Want to pick up a new Kindle Fire this weekend? You can get one from Staples for the same price as Amazon, but you’ll get a $20 Staples gift card as a bonus. Only thing is, you can only get the deal if you go to the store because they’re not available through Staples.com.
That’s a better scenario than when you research an item online then go to buy it at the store only to find the price is higher. The logic is that it costs more to run a store, so they have to charge more. Even if it’s true, is that good business?
A recent study by RetailWire shows that almost half of consumers surveyed said it was fine for retailers to price things differently online and off. Which means almost an equal number said prices should be the same across all channels.
Those people will probably be even more upset when they hear about personalized pricing, as in, changing prices based on a particular customer’s shopping habits.
My grocery store does this and I love it. Every so often, I get a pack of discounts and freebie grocery coupons that have obviously been printed to align with my normal shopping habits. So while the guy next to me is paying full price for his bag of Peet’s Coffee, I’m getting mine for free. Doesn’t sound fair, but it’s really just a variation on a loyalty program. I get rewarded for sticking with a brand and the store gets my business for at least one more week.
Safeway has taken this model a step further by customizing the prices on items based on a customer’s shopping history. If buying patterns suggest a big family, the store will offer a lower price on a super-size box of detergent. No coupon needed, just hand over the loyalty card and get your savings while the person after you pays full price.

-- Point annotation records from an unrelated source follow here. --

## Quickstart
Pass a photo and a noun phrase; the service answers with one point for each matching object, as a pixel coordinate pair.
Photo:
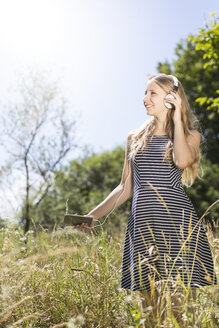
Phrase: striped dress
(165, 241)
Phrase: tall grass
(68, 278)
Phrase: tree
(38, 135)
(201, 82)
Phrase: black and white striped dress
(164, 239)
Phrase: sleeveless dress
(164, 238)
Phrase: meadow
(68, 278)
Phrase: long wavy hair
(138, 138)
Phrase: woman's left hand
(177, 116)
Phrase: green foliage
(200, 81)
(84, 183)
(207, 44)
(71, 278)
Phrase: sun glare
(28, 27)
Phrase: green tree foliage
(86, 183)
(197, 67)
(83, 184)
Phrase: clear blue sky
(102, 49)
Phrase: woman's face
(154, 99)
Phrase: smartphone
(75, 219)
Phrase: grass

A survey from 2005 shows that most consumers think it’s illegal for stores to offer different prices to different customers but how many of those people would turn down a discount that was offered to them? Probably the same number of people who turn down free breadsticks at Olive Garden.
And even though personalized pricing means giving up your purchase privacy, many people are okay with it if it means lowering their grocery bill.
Going back to online and offline, preferred pricing is an excellent way to drive traffic in either direction. Now we have to include mobile in that equation, too. Offering a discount price when a consumer comes in through a mobile device might increase the number of impulse buys. It’s like the ticking clock on QVS – get it now or risk paying more if you decide to buy tomorrow.
According to eMarketer, price is the number one concern when it comes to deciding where to shop, but ease of use, urgency of need and customer service all factor in to the decision. So a $10 discount for buying online, might not be enough to keep customers from paying more at a store where they can touch it, try it and return it easily if it doesn’t work out.
What do you think? Should retailers charge the same price on the same item regardless of the customer or channel? Or is it a case of you gotta do what you gotta do in order to get the sale?